The self-examination of television news
Television, like Dracula, seems to avoid looking into the mirror. While many newspapers and magazines are busily involved in self-examination, usually in the form of on-staff ombudsmen, television only takes a peek at itself occasionally, and seldom schedules full-fledged programming aimed at self-examination.
There are exceptions, however.
Notable is Public Broadcasting's ''Inside Story,'' anchored by ex-State Department spokesman Hodding Carter, now completing its fourth season on the air. ''Inside Story'' has just agreed to go into re-edited repeats to fill the gap left by the demise of ''The Lawmakers'' on the PBS schedule.
Executive Producer Ned Schnurman - though still awaiting final approval by General Electric of grants for future series - told the Monitor that he is planning a 13-week series in the fall, followed by another 13-week series in the winter-spring. This past season has included some lively self-examination - the moral responsibility of TV cameramen to intervene in a suicide attempt, the Wall Street Journal insider stock-buying scandal, the handling of the Jackson campaign, Jacobo Timerman's return to Argentina, and others.
''Inside Story'' has come under some criticism recently because it is alleged that Mr. Carter's outside activities make it more difficult for him to maintain an unbiased posture - he appears occasionally on ABC's ''This Week With David Brinkley'' and recently substituted for Ted Koppel on ''Nightline.'' It is now anticipated that former NBC newsman Ed Newman will share the anchor spot with Carter in the fall season and probably take over in the winter season.
While ''Inside Story'' is the only regularly scheduled program of TV introspection, ABC has what most observers consider the hardest-hitting analyses of television coverage on the air. But it is only shown on a now-and-then basis - usually after Ted Koppel's ''Nightline'' or as a replacement for it.

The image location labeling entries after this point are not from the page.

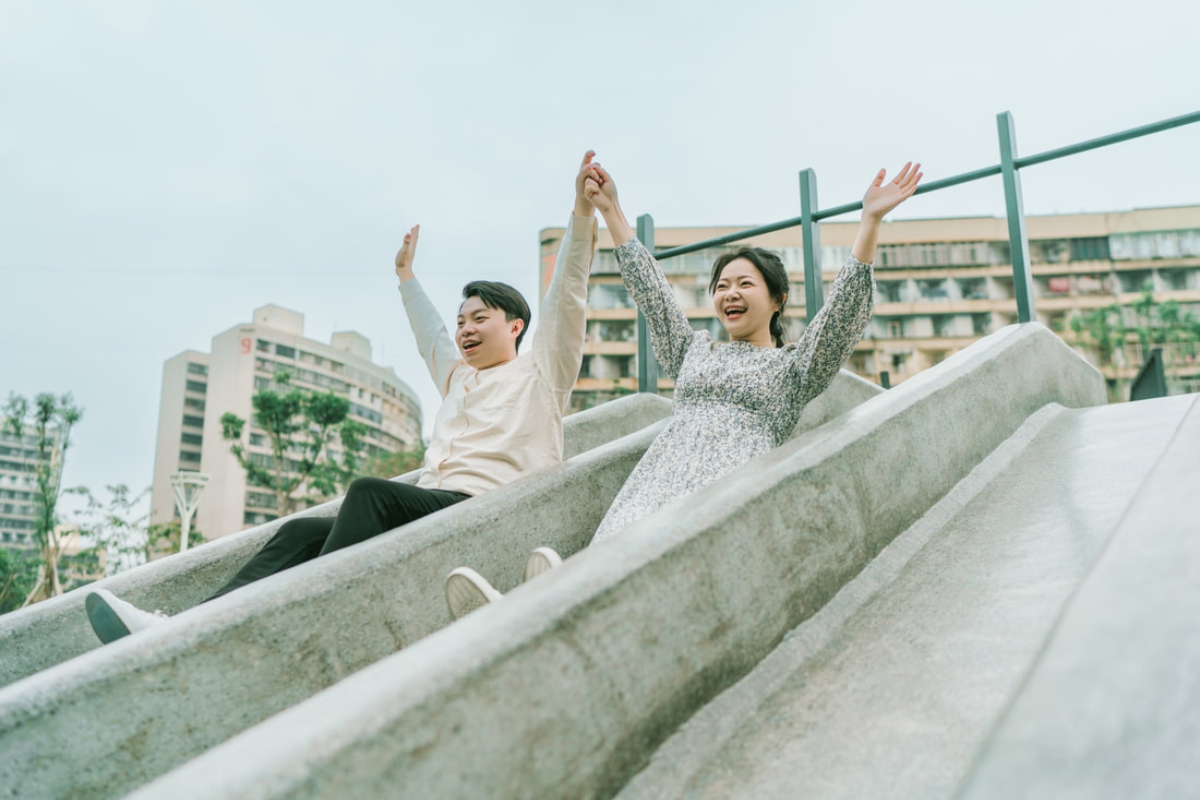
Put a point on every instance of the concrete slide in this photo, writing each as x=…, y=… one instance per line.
x=917, y=599
x=84, y=721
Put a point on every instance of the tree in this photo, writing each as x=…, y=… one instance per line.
x=18, y=575
x=119, y=525
x=51, y=420
x=300, y=427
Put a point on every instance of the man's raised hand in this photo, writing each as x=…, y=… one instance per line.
x=583, y=206
x=405, y=257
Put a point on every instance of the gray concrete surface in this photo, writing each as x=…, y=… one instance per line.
x=1111, y=707
x=892, y=687
x=569, y=685
x=41, y=636
x=125, y=713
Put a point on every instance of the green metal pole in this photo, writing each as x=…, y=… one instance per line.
x=647, y=367
x=1018, y=239
x=810, y=232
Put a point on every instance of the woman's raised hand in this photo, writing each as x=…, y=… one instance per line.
x=583, y=206
x=600, y=188
x=405, y=257
x=882, y=197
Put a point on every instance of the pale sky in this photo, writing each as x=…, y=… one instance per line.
x=168, y=167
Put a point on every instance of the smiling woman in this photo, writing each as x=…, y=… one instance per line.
x=738, y=400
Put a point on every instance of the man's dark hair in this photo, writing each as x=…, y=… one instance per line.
x=501, y=296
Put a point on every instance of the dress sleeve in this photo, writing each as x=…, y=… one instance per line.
x=671, y=335
x=832, y=335
x=558, y=338
x=432, y=341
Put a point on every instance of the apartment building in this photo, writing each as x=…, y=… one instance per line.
x=198, y=388
x=18, y=487
x=941, y=284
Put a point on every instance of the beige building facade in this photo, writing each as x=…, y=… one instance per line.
x=941, y=284
x=198, y=388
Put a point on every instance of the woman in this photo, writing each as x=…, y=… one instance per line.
x=733, y=401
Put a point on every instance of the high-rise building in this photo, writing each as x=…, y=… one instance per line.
x=18, y=488
x=941, y=284
x=198, y=388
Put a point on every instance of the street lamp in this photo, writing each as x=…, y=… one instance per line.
x=187, y=487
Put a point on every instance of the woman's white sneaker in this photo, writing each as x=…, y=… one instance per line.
x=113, y=618
x=543, y=559
x=468, y=590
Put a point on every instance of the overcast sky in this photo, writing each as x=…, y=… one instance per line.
x=167, y=167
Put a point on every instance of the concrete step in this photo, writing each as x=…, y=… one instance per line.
x=117, y=716
x=892, y=687
x=569, y=685
x=1111, y=705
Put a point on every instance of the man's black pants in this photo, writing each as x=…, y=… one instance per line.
x=372, y=505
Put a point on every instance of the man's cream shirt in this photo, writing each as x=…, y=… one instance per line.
x=499, y=423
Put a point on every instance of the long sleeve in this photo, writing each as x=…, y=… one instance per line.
x=432, y=340
x=670, y=331
x=831, y=337
x=558, y=340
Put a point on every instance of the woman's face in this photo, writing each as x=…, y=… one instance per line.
x=743, y=304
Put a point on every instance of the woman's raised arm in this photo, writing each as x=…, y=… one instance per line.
x=671, y=334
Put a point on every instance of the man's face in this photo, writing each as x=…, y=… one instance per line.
x=484, y=336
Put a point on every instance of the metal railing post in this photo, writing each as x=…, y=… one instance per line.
x=810, y=233
x=1018, y=239
x=647, y=367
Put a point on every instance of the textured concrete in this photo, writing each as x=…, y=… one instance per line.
x=1111, y=708
x=569, y=685
x=119, y=715
x=53, y=631
x=891, y=689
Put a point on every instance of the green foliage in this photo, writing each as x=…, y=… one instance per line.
x=51, y=419
x=18, y=576
x=300, y=427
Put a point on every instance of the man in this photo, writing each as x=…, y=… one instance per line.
x=501, y=415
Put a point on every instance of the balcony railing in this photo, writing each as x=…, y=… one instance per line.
x=810, y=216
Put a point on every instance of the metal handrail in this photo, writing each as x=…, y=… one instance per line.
x=810, y=216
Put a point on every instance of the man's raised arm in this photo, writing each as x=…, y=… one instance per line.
x=558, y=341
x=432, y=340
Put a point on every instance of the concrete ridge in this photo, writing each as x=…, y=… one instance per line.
x=166, y=695
x=1109, y=707
x=706, y=734
x=553, y=693
x=55, y=630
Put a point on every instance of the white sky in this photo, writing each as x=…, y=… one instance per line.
x=167, y=167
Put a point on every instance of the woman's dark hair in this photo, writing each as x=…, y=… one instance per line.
x=501, y=296
x=773, y=272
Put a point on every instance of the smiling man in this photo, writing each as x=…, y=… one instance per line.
x=501, y=415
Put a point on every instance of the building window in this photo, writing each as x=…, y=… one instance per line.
x=891, y=290
x=973, y=288
x=1093, y=248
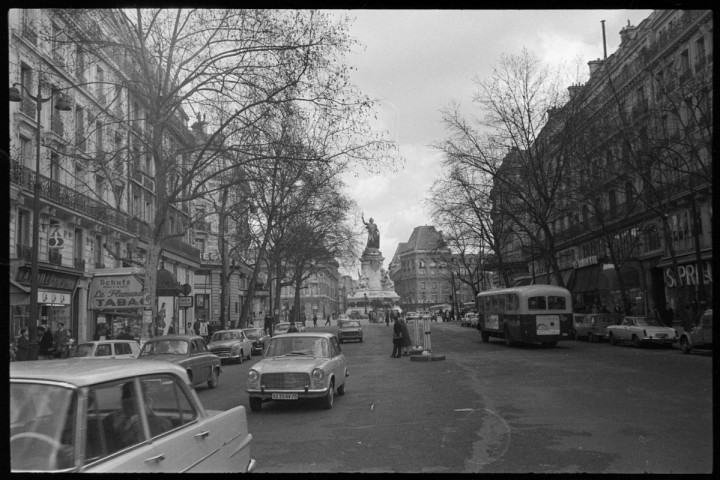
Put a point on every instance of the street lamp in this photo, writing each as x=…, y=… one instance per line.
x=63, y=105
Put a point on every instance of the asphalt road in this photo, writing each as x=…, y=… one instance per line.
x=488, y=408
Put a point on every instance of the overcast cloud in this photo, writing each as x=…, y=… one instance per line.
x=418, y=61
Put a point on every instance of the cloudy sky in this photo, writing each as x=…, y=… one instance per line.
x=418, y=61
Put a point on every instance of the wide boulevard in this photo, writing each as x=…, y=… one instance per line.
x=489, y=408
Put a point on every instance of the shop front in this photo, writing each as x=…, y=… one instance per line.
x=116, y=300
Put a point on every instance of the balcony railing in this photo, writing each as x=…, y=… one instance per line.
x=55, y=257
x=24, y=252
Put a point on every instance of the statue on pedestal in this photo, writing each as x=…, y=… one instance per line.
x=373, y=233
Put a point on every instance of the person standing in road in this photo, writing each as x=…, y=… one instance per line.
x=406, y=342
x=23, y=346
x=397, y=340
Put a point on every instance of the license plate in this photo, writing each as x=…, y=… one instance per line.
x=284, y=396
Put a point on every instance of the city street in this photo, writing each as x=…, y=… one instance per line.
x=488, y=408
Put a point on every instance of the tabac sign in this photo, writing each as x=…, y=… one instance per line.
x=115, y=292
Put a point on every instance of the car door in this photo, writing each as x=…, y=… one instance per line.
x=185, y=440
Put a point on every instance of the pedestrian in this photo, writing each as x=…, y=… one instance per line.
x=267, y=324
x=23, y=346
x=45, y=351
x=397, y=340
x=126, y=335
x=406, y=342
x=60, y=339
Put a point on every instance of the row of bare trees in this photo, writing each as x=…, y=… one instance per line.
x=546, y=168
x=280, y=122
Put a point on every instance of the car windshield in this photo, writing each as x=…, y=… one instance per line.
x=253, y=334
x=648, y=322
x=220, y=336
x=292, y=345
x=42, y=421
x=159, y=347
x=83, y=350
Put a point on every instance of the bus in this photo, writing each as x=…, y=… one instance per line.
x=526, y=314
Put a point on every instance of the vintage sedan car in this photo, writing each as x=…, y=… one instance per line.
x=104, y=416
x=469, y=320
x=230, y=345
x=122, y=349
x=188, y=351
x=593, y=327
x=640, y=331
x=259, y=339
x=349, y=330
x=700, y=336
x=298, y=365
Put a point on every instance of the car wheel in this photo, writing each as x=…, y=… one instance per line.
x=685, y=345
x=214, y=376
x=255, y=404
x=329, y=399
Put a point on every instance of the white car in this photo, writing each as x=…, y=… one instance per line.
x=103, y=416
x=121, y=349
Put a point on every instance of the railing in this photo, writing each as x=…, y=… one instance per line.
x=54, y=257
x=24, y=252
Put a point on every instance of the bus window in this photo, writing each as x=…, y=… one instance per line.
x=556, y=303
x=511, y=302
x=536, y=303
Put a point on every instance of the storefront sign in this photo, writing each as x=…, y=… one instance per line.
x=53, y=298
x=115, y=292
x=585, y=262
x=688, y=275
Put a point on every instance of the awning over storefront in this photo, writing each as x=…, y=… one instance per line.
x=609, y=279
x=587, y=278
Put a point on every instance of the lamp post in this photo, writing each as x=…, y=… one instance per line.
x=62, y=105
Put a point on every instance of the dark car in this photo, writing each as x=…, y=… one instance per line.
x=259, y=339
x=188, y=351
x=349, y=330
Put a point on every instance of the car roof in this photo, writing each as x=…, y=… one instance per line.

On July 9, ABC will celebrate the third anniversary of ''Viewpoint,'' its five-times-a-year analysis and criticism of broadcast journalism. George Watson, vice-president of ABC News, told the Monitor that this 15th ''Viewpoint'' will report on a public opinion survey that examines how the public perceives the media - ''what bones people have to pick with television news.'' A panel of leading broadcasters and broadcasting executives, still to be chosen, will take part. But, according to Watson, the barrier has been broken with ''Viewpoint'' and the program can now get ''relevant people from all the networks to take part because for the first time we have pioneered in providing a forum for people with grievances. We are giving them a chance to talk back to the experts. It's something like a newspaper's op ed or letter to the editor page.''
Also, Koppel's ''Nightline'' (ABC, 11:30 p.m.-midnight) manages to examine the media's handling of news events four or five times a year. In recent months Koppel has discussed the media handling of the KAL disaster, the press exclusion from Grenada, and the theft of the White House briefing book.

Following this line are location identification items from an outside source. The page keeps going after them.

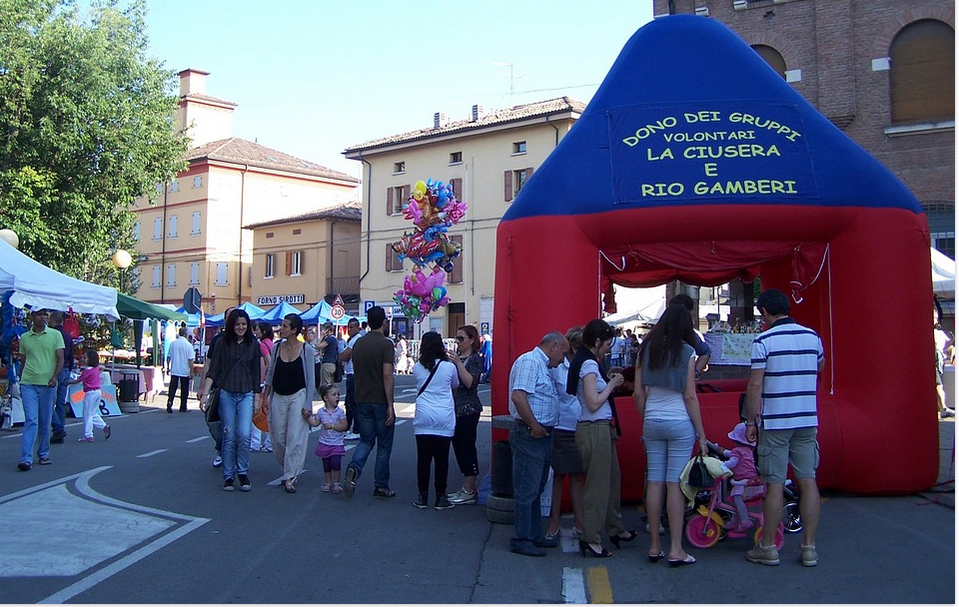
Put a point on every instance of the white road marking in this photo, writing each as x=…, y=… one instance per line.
x=152, y=453
x=574, y=586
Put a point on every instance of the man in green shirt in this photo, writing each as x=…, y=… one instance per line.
x=41, y=350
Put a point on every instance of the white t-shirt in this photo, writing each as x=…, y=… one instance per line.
x=604, y=412
x=435, y=412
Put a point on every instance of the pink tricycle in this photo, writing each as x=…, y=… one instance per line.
x=712, y=514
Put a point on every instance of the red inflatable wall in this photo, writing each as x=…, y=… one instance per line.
x=878, y=428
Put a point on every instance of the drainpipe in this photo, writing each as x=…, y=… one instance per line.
x=163, y=247
x=239, y=293
x=369, y=215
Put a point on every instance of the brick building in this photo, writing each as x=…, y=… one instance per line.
x=883, y=71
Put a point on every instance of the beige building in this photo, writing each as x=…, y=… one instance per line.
x=304, y=258
x=192, y=232
x=486, y=158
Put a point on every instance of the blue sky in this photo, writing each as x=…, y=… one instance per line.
x=312, y=77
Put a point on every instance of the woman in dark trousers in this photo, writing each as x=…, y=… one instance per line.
x=235, y=368
x=469, y=367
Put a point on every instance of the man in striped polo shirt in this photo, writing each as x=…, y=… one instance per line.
x=786, y=360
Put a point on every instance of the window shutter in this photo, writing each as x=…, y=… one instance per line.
x=456, y=276
x=922, y=73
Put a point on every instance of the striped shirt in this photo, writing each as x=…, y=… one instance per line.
x=530, y=373
x=789, y=355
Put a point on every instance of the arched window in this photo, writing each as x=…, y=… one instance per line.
x=922, y=73
x=772, y=57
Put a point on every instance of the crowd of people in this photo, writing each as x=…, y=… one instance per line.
x=564, y=417
x=561, y=400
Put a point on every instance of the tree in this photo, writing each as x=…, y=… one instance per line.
x=86, y=126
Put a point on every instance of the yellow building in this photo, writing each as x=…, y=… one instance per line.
x=192, y=231
x=486, y=158
x=304, y=258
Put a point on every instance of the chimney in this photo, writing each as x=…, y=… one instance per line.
x=193, y=81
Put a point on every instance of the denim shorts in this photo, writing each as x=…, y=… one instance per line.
x=777, y=448
x=669, y=445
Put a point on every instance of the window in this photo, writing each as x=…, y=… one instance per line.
x=456, y=275
x=270, y=261
x=221, y=270
x=294, y=263
x=457, y=185
x=772, y=57
x=922, y=73
x=395, y=198
x=513, y=182
x=393, y=261
x=941, y=215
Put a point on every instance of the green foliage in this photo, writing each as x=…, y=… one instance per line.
x=86, y=126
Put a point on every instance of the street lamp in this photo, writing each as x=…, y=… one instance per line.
x=10, y=237
x=121, y=261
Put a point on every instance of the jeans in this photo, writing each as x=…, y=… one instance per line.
x=371, y=420
x=236, y=415
x=531, y=458
x=60, y=403
x=37, y=411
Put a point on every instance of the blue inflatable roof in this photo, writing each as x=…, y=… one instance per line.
x=688, y=115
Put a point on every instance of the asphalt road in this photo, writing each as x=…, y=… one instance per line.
x=141, y=518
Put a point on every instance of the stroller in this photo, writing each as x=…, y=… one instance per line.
x=713, y=512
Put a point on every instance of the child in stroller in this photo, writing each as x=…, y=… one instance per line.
x=741, y=461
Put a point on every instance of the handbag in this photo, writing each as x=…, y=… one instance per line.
x=261, y=420
x=699, y=476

NBC does little in the way of self-examination, although its new News president Lawrence Grossman promises to be more responsive tooutside criticism. He has inaugurated a daily top-level self- examination of the handling of the news.
Steve Friedman, executive producer of NBC's new summer news magazine show, ''Summer Sunday, USA'' - which will air against ''60 Minutes'' - says that the show will include a media segment. ''Trading Places,'' he told the Monitor, ''will be a regular segment on the show, which will allow people in the news to answer back and tell how TV has handled their stories.''
Eric Ober, a vice-president at CBS News, says that although CBS does not have current plans for a media-examination program, this doesn't rule out such a show in the future.
According to Andrew Lack, executive producer of the forthcoming summer replacement for ''American Parade,'' to be entitled ''Crossroads,'' and featuring Bill Moyers and Charles Kuralt, media criticism ''is not the kind of thing Charlie and Bill will be doing.'' However, if TV's handling of a story becomes part of the Kuralt-Moyers story, they will not hesitate to jump right in , according to Lack.
CBS, however, has been airing an occassional ''Eye on the Media'' series, usually at late-night hours. Producer Bud Benjamin says that ''in recent years we have done 'Business and the Press' and 'Private Lives, Public Press,' using good panels and fine moderators.''
Mr. Benjamin reveals that CBS and Grenada TV of Britain have co-produced two additional ''Eye on the Media'' shows which may never find air time on CBS. Turning them over to PBS for airing is now being contemplated.